In my last post on the topic of rewriting my podgrabber utility, I promised to post the rewrite-code-in-progress to a Bazaar repository. You can branch from here if you’re interested. In this post, I’m going to discuss the paradigm I’m following for getting files from a webserver, pulling them onto a computer, then onto a portable media device.

In the current version of podgrabber, there was a concept of a download manager which would take a URL and save the file to a particular directory. This download manager was built with a small amount of extensibility in a very clunky way. I looked at the URL in order to determine how to download the file. After getting the files from the webserver to my computer, a single function would synchronize files between my computer and my portable media device.

This approach works, but it doesn’t provide a cohesive approach to the problems. It also isn’t very extensible. In order to come up with new file sources (such as FTP) would probably involve a lot of cut and paste and an ever-growing download method. And synchronizing downloaded files to anything other than some MP3 player that shows up as a USB disk drive would prove quite painful.
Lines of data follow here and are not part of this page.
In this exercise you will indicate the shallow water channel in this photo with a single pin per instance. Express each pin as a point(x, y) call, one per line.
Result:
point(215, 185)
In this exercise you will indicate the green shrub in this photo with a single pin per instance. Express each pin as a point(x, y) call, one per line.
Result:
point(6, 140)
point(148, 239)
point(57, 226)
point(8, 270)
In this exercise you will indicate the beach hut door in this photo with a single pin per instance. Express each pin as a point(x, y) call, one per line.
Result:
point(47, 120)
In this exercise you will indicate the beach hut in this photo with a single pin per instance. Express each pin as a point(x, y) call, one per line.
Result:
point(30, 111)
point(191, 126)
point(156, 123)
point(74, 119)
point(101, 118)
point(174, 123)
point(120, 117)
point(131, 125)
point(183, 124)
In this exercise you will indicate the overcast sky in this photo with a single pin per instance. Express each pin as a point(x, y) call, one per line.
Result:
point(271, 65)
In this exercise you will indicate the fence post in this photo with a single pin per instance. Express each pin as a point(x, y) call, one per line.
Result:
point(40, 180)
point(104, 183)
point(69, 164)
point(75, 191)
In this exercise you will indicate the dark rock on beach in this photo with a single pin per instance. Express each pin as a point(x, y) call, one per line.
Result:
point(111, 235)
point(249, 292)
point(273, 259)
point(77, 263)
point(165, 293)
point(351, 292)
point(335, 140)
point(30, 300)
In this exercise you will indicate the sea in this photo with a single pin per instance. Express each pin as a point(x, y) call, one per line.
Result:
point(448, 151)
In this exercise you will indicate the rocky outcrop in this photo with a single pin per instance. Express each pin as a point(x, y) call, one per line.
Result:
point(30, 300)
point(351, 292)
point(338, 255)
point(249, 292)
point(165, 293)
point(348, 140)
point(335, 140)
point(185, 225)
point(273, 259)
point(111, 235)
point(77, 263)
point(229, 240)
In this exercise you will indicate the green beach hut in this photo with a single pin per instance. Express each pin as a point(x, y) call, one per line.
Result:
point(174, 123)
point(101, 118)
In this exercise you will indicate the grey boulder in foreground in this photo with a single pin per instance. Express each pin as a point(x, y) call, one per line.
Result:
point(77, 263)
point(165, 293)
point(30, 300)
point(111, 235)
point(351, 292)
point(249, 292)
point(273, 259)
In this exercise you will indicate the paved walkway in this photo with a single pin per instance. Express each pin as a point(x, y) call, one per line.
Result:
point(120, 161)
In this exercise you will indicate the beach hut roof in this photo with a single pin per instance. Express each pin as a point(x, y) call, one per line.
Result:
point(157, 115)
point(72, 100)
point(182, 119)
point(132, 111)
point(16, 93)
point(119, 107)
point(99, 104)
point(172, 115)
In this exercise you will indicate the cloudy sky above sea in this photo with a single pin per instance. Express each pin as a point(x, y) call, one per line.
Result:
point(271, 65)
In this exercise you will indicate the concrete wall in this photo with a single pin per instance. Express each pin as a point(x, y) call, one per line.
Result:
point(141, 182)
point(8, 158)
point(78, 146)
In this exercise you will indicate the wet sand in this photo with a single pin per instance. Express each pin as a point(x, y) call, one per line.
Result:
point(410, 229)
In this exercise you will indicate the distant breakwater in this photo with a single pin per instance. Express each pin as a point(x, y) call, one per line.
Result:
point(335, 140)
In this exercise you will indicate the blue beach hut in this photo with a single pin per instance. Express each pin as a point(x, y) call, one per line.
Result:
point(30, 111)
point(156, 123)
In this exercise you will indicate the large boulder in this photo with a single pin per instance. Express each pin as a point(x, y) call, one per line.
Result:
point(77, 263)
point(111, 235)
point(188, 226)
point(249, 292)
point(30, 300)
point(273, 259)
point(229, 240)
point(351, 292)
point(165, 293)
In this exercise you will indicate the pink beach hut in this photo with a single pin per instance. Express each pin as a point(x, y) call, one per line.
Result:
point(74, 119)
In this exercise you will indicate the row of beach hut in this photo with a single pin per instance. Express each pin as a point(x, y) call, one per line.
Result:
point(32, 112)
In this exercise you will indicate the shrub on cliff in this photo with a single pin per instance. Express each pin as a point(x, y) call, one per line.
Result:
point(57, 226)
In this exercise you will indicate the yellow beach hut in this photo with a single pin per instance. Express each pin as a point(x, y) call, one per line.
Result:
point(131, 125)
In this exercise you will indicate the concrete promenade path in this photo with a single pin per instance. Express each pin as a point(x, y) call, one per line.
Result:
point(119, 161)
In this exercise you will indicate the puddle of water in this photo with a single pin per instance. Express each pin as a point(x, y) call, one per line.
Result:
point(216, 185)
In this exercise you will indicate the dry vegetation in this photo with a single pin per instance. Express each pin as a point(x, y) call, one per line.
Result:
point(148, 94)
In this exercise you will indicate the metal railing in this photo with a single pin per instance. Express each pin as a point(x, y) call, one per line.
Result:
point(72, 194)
As I was contemplating rewriting podgrabber, it occurred to me that downloading files from a webserver and getting files onto an MP3 player really only presented one unified problem: moving files from one place to another. So, we have some source of media files (let’s call it a media store) which knows which files it has available, can perhaps delete some of those files, and can perhaps add new files to itself. Examples of media stores are RSS feeds, a directory of downloaded files on a computer, and a group of media files on a portable media device. Here is the code I have so far for an RSS media store and a hard disk based media store::

import urllib
import mediaFile
import os
import xml.parsers.expat
from elementtree import ElementTree

class ListFailed(Exception):
    """Exception raised if listing files in a mediaStore fails"""
    pass

class DeleteFailed(Exception):
    """Exception raised if deleting a file in a mediaStore fails"""
    pass

class AddFailed(Exception):
    """Exception raised if copying a file to a mediaStore fails"""
    pass

class NoPath(Exception):
    """Exception raised if no getStorePath method has been implemented"""
    pass

class UnspecifiedMediaFileType(Exception):
    """Exception raised if a mediaFile type hasn't been specified"""
    pass

class IMediaStore:
    def getMediaFileType(self):
        """return the class of media file this mediaStore houses"""
        raise UnspecifiedMediaFileType
    def list(self):
        """return a list of mediaFile objects in this mediaStore"""
        raise ListFailed
    def deleteFile(self, fileName):
        """remove a file from this mediaStore"""
        raise DeleteFailed
    def getStorePath(self):
        """return the prefix this store has been configured with"""
        raise NoPath
    def addFile(self, mediaFile):
        """copy specified mediaFile into this mediaStore

        This method breaks a pure 'interface' approach by actually
        implementing the functionality.  This addMethod implementation
        should be the same for any mediaStore, so everyone should just
        use this 'interface'."""
        outfile = self.getMediaFileType()(os.path.join(self.getStorePath(), mediaFile.getFileName()), "w")
        while 1:
            chunk = mediaFile.read(8 * 1024)
            if not chunk:
                break
            outfile.write(chunk)
        outfile.finalizeWrite()

class RSSMediaStore(IMediaStore):
    def __init__(self, feedUrl, proxy=None):
        self.feedUrl = feedUrl
        if proxy is None: self.proxy = {}
        else: self.proxy = proxy
        self.mediaFileType = mediaFile.HTTPFile

    def getStorePath(self):
        return self.feedUrl

    def getMediaFileType(self):
        return self.mediaFileType

    def list(self):
        opener = urllib.FancyURLopener(self.proxy)
        f = opener.open(self.feedUrl)
        feed_text = f.read()
        try:
            feed_tree = ElementTree.fromstring(feed_text)
        except xml.parsers.expat.ExpatError:
            return []
        item_list = [mediaFile.HTTPFile(i.find("enclosure").attrib.get("url", "No URL")) for i in feed_tree.findall("*/item") if i.findall("enclosure")]
        return item_list

class FileSystemMediaStore(IMediaStore):
    def __init__(self, directory):
        self.directory = directory
        self.mediaFileType = mediaFile.DiskFile

    def getStorePath(self):
        return self.directory

    def getMediaFileType(self):
        return self.mediaFileType

    def list(self):
        files = [self.mediaFileType(f) for f in [os.path.join(self.directory, ff) for ff in os.listdir(self.directory)] if os.path.isfile(f)]
        return files

class MTPMediaStore(IMediaStore):
    pass

I’ve created an interface class called IMediaStore mostly to be able to keep track of what I want this thing to do. I felt like I was coding in Java by feeling like I had to put common methods in the IMediaStore class, but this really helps to keep things straight.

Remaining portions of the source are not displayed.